Stanford CAR-T solid tumor study enrolls first pediatric patient

Group photo of the treatment team

A past Stanford study using engineered immune cells to treat pediatric solid tumors showed promising results in a mouse model. Now, that therapy is being tested in its first clinical trial. The phase 1 clinical trial will evaluate the safety of the therapy and observe a therapeutic response in pediatric patients. The trial’s first patient received their first treatment in September 2024.

The therapy uses chimeric antigen receptor T cells, or CAR-T cells, which are modified T cells from the patient’s body engineered to target specific markers on the cancer cells. CAR-T cells are grown in vitro and then infused into the patient to treat the cancer. This study’s CAR-T cells target the B7-H3 antigen on cancer cells. B7H3 is expressed in many solid tumors and some brain tumors in both children and adults. 

Stanford Cancer Institute member Sneha Ramakrishna, MD, the study’s principal investigator, says that because B7-H3 is expressed on a variety of pediatric and adult tumors, cancer patients with diverse diagnoses could have access to a potentially curative treatment. This includes solid tumor patients who haven’t responded to chemotherapy and relapsed cancer patients whose cancer returned after a period of remission. 
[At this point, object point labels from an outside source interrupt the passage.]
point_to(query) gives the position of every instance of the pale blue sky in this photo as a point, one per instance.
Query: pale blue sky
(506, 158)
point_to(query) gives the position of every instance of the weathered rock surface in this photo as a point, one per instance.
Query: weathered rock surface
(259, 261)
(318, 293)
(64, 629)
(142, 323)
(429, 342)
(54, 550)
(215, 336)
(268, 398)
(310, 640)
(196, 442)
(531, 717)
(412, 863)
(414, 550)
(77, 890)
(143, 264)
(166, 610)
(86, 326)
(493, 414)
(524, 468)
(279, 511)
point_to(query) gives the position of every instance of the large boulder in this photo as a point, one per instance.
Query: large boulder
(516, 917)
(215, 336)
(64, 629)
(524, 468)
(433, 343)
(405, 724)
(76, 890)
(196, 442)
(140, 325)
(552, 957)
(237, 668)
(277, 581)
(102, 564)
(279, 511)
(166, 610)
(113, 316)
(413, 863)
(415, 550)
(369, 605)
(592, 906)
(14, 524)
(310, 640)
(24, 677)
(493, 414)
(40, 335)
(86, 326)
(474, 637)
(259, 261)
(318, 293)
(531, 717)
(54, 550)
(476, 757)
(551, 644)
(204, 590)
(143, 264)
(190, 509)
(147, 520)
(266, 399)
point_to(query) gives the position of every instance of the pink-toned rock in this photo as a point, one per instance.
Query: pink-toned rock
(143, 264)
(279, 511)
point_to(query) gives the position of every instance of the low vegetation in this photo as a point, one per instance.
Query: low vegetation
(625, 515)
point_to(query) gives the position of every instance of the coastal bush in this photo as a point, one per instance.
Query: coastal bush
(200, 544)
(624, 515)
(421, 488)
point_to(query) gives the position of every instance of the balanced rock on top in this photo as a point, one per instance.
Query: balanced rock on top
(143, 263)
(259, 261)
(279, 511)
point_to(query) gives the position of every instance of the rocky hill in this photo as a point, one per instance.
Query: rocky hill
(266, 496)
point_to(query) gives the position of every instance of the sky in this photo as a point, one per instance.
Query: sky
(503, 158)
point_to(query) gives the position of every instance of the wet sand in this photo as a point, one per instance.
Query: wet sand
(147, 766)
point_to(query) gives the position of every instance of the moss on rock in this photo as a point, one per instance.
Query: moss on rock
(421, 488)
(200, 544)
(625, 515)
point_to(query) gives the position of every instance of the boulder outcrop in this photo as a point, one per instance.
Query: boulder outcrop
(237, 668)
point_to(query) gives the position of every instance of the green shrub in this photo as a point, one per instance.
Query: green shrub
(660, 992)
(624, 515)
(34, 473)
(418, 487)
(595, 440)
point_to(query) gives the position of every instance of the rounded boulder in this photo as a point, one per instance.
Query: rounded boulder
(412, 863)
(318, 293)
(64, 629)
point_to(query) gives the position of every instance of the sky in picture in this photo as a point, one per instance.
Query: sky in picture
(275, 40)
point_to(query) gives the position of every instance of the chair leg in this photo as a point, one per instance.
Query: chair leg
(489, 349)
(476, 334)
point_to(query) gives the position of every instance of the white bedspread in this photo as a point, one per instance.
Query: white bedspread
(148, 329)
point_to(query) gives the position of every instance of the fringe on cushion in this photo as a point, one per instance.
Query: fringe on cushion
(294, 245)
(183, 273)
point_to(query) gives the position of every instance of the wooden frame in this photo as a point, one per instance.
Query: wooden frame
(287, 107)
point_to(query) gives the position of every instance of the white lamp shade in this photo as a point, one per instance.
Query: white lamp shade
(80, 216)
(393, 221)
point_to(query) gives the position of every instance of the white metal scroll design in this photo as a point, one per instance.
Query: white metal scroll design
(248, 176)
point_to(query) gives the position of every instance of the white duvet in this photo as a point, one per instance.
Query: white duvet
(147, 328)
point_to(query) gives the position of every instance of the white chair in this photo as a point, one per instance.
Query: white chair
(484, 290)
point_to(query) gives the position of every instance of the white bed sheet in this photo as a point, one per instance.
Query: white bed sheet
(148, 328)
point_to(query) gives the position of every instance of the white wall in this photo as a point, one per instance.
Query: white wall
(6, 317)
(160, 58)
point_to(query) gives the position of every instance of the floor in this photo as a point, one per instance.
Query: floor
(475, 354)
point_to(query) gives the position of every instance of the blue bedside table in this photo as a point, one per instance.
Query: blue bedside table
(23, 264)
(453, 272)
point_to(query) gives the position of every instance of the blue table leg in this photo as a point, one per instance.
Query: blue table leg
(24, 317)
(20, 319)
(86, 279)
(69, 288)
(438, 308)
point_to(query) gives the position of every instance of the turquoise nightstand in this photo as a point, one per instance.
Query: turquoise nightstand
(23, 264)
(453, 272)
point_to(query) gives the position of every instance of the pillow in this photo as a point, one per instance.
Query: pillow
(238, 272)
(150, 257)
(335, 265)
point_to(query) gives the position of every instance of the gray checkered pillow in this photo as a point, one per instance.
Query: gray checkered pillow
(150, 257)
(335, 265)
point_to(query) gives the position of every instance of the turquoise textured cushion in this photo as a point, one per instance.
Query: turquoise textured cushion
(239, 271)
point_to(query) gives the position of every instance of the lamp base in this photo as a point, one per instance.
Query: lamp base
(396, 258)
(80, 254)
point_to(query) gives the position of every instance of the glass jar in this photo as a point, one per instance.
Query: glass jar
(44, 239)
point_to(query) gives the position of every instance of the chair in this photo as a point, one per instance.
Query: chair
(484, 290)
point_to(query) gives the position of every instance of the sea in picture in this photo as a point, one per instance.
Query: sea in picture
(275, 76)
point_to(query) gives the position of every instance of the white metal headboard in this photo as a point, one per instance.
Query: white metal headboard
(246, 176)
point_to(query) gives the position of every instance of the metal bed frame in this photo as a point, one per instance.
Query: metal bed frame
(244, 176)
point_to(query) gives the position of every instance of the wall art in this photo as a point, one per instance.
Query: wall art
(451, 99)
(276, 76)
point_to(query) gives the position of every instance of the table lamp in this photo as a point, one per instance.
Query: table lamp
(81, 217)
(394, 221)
“Using the immune system to target these cancers is a novel way to think about treating them and will hopefully unlock a new treatment paradigm for our patients.”
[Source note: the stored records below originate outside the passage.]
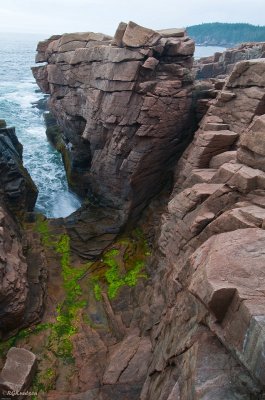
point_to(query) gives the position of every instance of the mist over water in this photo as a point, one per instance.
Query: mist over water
(18, 91)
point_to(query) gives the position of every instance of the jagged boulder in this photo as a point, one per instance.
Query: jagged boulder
(18, 190)
(124, 105)
(18, 372)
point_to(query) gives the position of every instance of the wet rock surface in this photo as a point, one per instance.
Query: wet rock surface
(18, 372)
(22, 265)
(191, 326)
(17, 188)
(124, 105)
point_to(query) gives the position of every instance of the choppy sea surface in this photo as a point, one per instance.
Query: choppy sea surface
(18, 92)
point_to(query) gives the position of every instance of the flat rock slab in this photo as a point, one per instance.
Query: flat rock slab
(18, 370)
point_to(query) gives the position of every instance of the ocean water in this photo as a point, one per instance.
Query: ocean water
(18, 91)
(206, 51)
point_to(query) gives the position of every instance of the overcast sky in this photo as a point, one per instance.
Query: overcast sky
(59, 16)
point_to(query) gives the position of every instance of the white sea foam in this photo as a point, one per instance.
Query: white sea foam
(17, 93)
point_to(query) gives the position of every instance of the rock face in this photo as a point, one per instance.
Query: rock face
(195, 328)
(223, 63)
(124, 104)
(17, 188)
(18, 371)
(22, 283)
(210, 256)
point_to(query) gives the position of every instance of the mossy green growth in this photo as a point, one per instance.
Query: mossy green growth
(67, 312)
(124, 265)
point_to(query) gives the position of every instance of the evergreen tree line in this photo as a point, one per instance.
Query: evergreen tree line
(217, 33)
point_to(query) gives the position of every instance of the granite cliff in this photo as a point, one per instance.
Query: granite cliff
(174, 308)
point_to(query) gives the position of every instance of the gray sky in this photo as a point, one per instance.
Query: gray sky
(59, 16)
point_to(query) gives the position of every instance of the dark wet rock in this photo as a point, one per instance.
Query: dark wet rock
(17, 188)
(18, 372)
(125, 109)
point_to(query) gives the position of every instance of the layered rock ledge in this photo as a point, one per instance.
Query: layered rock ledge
(124, 106)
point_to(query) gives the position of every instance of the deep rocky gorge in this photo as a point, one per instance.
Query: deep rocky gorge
(154, 289)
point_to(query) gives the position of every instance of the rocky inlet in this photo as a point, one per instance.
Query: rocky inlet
(154, 288)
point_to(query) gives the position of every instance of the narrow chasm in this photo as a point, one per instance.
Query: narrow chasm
(135, 284)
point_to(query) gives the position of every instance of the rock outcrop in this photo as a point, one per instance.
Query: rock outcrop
(210, 257)
(17, 373)
(124, 105)
(193, 327)
(221, 64)
(22, 272)
(18, 190)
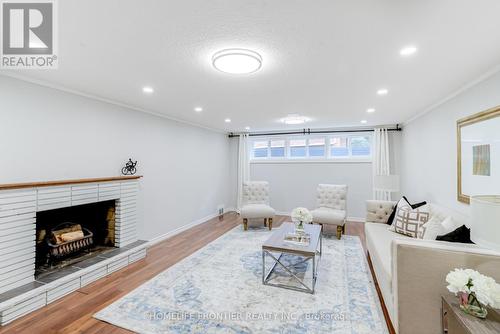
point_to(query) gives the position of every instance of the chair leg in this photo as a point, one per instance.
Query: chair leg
(339, 232)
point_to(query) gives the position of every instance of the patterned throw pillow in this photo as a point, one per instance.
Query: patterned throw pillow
(409, 221)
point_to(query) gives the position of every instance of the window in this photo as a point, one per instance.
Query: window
(278, 148)
(340, 146)
(360, 146)
(317, 147)
(260, 149)
(297, 148)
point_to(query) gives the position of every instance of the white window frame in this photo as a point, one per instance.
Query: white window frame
(327, 158)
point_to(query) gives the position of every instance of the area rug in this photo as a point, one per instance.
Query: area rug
(219, 289)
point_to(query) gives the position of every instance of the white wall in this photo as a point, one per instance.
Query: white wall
(46, 134)
(294, 184)
(429, 157)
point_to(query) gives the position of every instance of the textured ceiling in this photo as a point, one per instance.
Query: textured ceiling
(323, 59)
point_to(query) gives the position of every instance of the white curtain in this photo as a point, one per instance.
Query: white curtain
(243, 167)
(381, 161)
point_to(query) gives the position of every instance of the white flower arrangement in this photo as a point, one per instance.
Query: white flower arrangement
(471, 282)
(301, 214)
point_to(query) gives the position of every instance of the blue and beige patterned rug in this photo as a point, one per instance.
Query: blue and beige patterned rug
(219, 290)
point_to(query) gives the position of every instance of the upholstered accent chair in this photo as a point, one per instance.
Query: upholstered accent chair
(379, 211)
(256, 203)
(331, 206)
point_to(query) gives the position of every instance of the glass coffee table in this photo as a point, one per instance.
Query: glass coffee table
(289, 267)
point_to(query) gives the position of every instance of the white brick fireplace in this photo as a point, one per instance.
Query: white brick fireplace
(19, 205)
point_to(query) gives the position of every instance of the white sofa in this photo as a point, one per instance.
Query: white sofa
(411, 272)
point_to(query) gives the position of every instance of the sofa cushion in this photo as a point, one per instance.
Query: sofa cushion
(328, 216)
(431, 229)
(378, 241)
(257, 211)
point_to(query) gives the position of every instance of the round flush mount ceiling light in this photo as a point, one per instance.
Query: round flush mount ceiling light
(408, 50)
(237, 61)
(382, 91)
(293, 119)
(147, 90)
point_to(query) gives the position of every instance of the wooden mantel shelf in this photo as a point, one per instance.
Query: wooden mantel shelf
(64, 182)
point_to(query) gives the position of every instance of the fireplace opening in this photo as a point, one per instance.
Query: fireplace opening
(70, 235)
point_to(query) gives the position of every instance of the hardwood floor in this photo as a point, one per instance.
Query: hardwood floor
(73, 313)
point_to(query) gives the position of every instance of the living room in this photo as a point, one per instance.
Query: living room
(250, 167)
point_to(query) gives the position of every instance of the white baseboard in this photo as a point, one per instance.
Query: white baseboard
(178, 230)
(349, 219)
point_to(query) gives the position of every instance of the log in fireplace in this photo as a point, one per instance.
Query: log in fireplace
(69, 235)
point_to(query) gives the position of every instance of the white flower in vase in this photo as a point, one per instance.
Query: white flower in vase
(301, 216)
(476, 291)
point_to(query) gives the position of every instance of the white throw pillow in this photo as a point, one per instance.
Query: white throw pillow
(402, 202)
(431, 229)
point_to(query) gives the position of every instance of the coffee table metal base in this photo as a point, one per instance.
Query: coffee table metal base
(303, 287)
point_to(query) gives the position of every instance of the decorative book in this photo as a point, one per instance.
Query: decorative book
(302, 239)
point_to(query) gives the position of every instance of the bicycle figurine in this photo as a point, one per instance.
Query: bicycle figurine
(129, 168)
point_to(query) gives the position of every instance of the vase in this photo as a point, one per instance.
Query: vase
(470, 305)
(299, 227)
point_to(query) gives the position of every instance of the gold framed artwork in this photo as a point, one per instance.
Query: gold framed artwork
(478, 155)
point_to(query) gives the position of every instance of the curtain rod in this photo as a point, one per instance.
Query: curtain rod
(309, 131)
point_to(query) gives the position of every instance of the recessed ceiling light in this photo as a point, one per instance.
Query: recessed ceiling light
(237, 61)
(292, 119)
(148, 90)
(408, 50)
While CAR-T cell therapy has shown efficacy in liquid tumors, solid tumors have proven a challenge for the treatment. Ramakrishna says that chemotherapy damages the T cells in solid tumor patients, so the CAR-T cells created from these damaged T cells are not very effective at attacking cancer cells. To mitigate this issue, Stanford researchers have made CAR-T cells more fit and healthy by incorporating dasatinib, a drug that rests exhausted T cells so they become healthier and produce stronger, more effective CAR-T cells

Ramakrishna speaks positively about the advances made in cellular therapy in treating solid tumors, citing the recent FDA approvals of tumor-infiltrating lymphocyte (TIL) therapy for melanoma and MAGE-A4 TCR therapy for synovial sarcoma.

“There's a lot of movement in both understanding and having consistent clinical benefit for patients in the solid tumor field. I think we're right at the cusp of figuring out how to get these treatments to be effective for our patients, and we hope that this trial will contribute to that landscape and help expand treatment options for our patients.” 

Patients are currently being enrolled in the phase 1 trial supported by the Stanford Center for Cancer Cell Therapy. Good candidates for the trial are relapsed and refractory patients aged 2-26 years diagnosed with neuroblastoma, Wilm’s tumor, osteosarcoma, Ewing sarcoma, and soft tissue sarcomas. The Stanford team will work with the patient’s primary team to decide if the patient may be eligible for the trial. Physicians who want to refer patients can find the trial on clinicaltrials.gov and email the contact to review the eligibility criteria and potentially set up a formal consultation with families.

In addition to evaluating safety and observing activity, the trial will also consider the signals and markers that make CAR-T cells work or not work in patients and how that knowledge can be used to improve future treatments.

“This is something that's very near and dear to my heart because the central focus of my research is understanding the immune biology of CAR-T cells in patients and use that to iterate and improve the next generation of treatments for the patients for whom we care. I'm also excited and privileged to be able to learn from every single one of our patients in a very deep and thoughtful way so that we can really understand what makes CAR-T cells work for our patients and then hopefully make them work for all of our patients.”